SLCG Economic Consulting's Logo

Blog

The MSRB Re-Writes History

Kyle Glazier and Lynn Hume's story in the Bond Buyer last week, "Brokers Violate Puerto Rico OS, MSRB Rules with Retail Trades", about small denomination trades in the recent Puerto Rico bond offering in contravention of the offering document set off a firestorm. The Wall Street Journal's "Finra Examining Trading in Puerto Rico Bonds" and Bloomberg's "Finra Says It's Examining Trading in New Puerto Rico Bonds" both reported on Friday that FINRA was looking into the suspect trades.

What did the MSRB do? It destroyed the evidence and tried to re-write history.

The Puerto Rico offering document says the bonds can only be traded in denominations greater than $100,000. The Bond Buyer story pointed out that 70 customer trades in the first few days of trading (by 4:57 pm on March 18, 2014) were below this minimum denomination intended to protect investors. The trading in this Puerto Rican bond can be found on the EMMA website but you won't find evidence of these trades any more in the trades reported on the MSRB website. What happened? Shockingly, the MSRB and the brokers who executed these violative and potentially fraudulent trades edited the tape to delete or modify these trades even though they had already settled.

Compare for instance, this screen shot of EMMA taken on March 19, 2014 between 2:55 and 3:17 pm which shows 5 sales to customers in violation of the offering documents and MSRB rules


A figure showing a table demonstrating trades of sales to customers that are in violation of the offering documents and MSRB rules.


with this screenshot from EMMA for the same time period taken at 11:45 am on March 25, 2014. Notice the 5 "Customer Bought" for quantities less than $100,000 have disappeared.


A figure showing a table demonstrating inter-dealer trades.


What happened? The MSRB and the brokerage firms that inappropriately executed trades got together and edited the tape. For instance, the $50,000 trade at $95.387 was deleted a day after the trade settled when Kyle Glazier and Lynn Hume's story appeared. See the Bloomberg screenshot below.


A figure showing a Bloomberg screenshot demonstrating a trade cancellation after a trade was settled due to a news story appearing.


The $25,000 trade at $98.5 was re-written to be a $100,000 trade - two days after the trade settled. See the Bloomberg screenshot below.


A figure showing a Bloomberg screenshot demonstrating a trade that was modified two days after it was settled.


These Bloomberg screenshots allow us to find the MSRB's missing 18 minutes of tape. Without Bloomberg capturing trades and modifications of trades we would never know what the MSRB and broker dealers have done to sanitize history.

So how thorough was the MSRB's scrubbing of history? Of the 70 sales to customers in violation of investor protection rules by the end of the March 18, 2014, only 8 remain. If you want to see them, look quickly because the MSRB and the industry continues to rewrite this history each day and the evidence of bad trades is shrinking each day.
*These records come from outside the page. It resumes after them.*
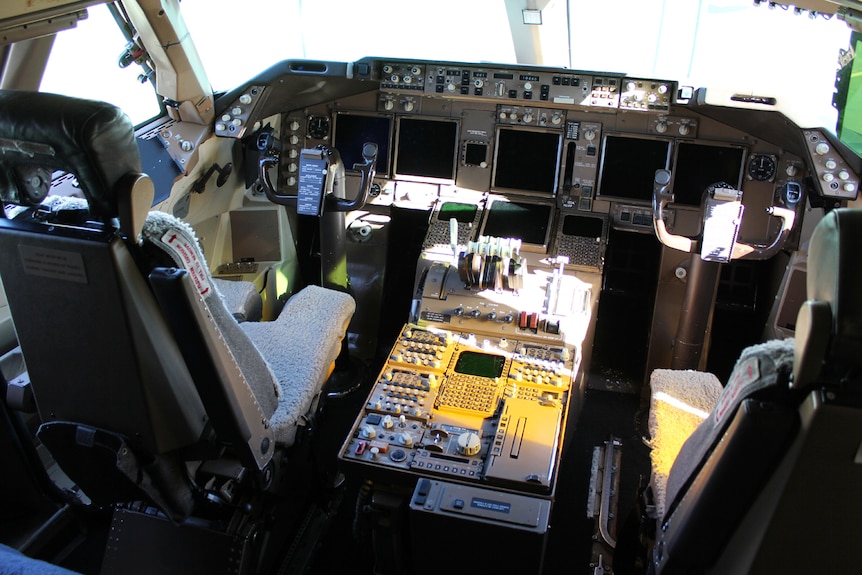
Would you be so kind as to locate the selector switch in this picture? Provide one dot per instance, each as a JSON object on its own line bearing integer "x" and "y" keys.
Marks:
{"x": 469, "y": 443}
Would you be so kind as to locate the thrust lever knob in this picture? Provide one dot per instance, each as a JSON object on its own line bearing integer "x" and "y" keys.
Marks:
{"x": 469, "y": 443}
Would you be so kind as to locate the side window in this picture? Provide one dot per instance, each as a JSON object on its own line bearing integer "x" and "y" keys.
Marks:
{"x": 84, "y": 63}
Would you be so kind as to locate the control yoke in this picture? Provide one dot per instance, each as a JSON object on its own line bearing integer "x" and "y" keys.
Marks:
{"x": 321, "y": 177}
{"x": 722, "y": 212}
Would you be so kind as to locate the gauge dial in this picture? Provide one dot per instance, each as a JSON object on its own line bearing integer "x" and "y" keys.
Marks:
{"x": 318, "y": 127}
{"x": 761, "y": 167}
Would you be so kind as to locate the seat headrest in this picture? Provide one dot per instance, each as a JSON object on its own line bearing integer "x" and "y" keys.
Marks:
{"x": 40, "y": 133}
{"x": 830, "y": 322}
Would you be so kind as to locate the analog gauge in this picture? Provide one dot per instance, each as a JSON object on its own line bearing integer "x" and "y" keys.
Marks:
{"x": 761, "y": 167}
{"x": 318, "y": 127}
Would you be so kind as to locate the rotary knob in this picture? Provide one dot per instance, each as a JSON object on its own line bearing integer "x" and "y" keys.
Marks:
{"x": 469, "y": 443}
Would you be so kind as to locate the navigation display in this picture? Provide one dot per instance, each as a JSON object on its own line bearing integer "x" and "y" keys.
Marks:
{"x": 354, "y": 130}
{"x": 526, "y": 161}
{"x": 698, "y": 166}
{"x": 426, "y": 149}
{"x": 629, "y": 165}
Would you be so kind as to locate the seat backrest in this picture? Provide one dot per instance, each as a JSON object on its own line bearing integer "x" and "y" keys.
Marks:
{"x": 747, "y": 487}
{"x": 107, "y": 372}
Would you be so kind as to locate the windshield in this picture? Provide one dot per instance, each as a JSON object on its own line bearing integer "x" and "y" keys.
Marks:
{"x": 731, "y": 46}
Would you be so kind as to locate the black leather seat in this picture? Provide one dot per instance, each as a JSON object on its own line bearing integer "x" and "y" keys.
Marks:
{"x": 771, "y": 480}
{"x": 138, "y": 375}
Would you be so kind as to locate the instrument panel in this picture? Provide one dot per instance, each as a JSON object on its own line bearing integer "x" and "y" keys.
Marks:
{"x": 586, "y": 143}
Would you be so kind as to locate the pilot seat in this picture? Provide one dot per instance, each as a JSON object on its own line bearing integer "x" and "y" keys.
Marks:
{"x": 151, "y": 396}
{"x": 764, "y": 474}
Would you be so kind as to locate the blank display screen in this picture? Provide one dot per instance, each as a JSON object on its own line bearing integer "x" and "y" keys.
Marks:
{"x": 629, "y": 166}
{"x": 698, "y": 166}
{"x": 528, "y": 222}
{"x": 426, "y": 148}
{"x": 527, "y": 161}
{"x": 352, "y": 131}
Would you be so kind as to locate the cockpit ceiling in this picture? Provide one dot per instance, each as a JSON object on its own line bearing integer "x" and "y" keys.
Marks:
{"x": 25, "y": 19}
This bond isn't the only bond that was traded in denominations which were not allowed by the offering documents and MSRB rules. We've identified a number of bond issues in which many small trades were executed in violation of offering circulars and MSRB rules. For instance, the 2012 Michigan Finance Authority (Concord Academy) bonds appear to have an unambiguous $100,000 minimum authorized denomination. The offering document is available to view on the EMMA website. The trading activity for this bond is available (at least until the MSRB changes it) and includes trades less than $100,000. Also, the Harbor Point bonds underwritten by Stone & Youngberg (offering document and trading from the EMMA website) appear to have had many trades well below the $100,000 minimum denomination.

Why does it matter?

The MSRB is supposed to protect investors. The MSRB's re-writing of inconvenient settled trade history highlights how the MSRB is more concerned about bond dealers than it is concerned about issuers and investors. MSRB continues to condone more subtle forms of investor abuse such as excessive markups (which we have written about in our blog post "Municipal Bond Markups are Still Excessive" and in our research paper "Using EMMA to Assess Municipal Bond Markups") and protect dealers from the sunshine.

While FINRA investigates the trades the MSRB has tried to edit out of history, the Securities and Exchange Commission needs to force the MSRB to take its investor protection mandate seriously.

There's more; we will discuss other problems with the trading in the Puerto Rico bond in future blog posts.

UPDATE (4:40pm): Kyle Glazier and Lynn Hume have a followup story at The Bond Buyer discussing these cancellations.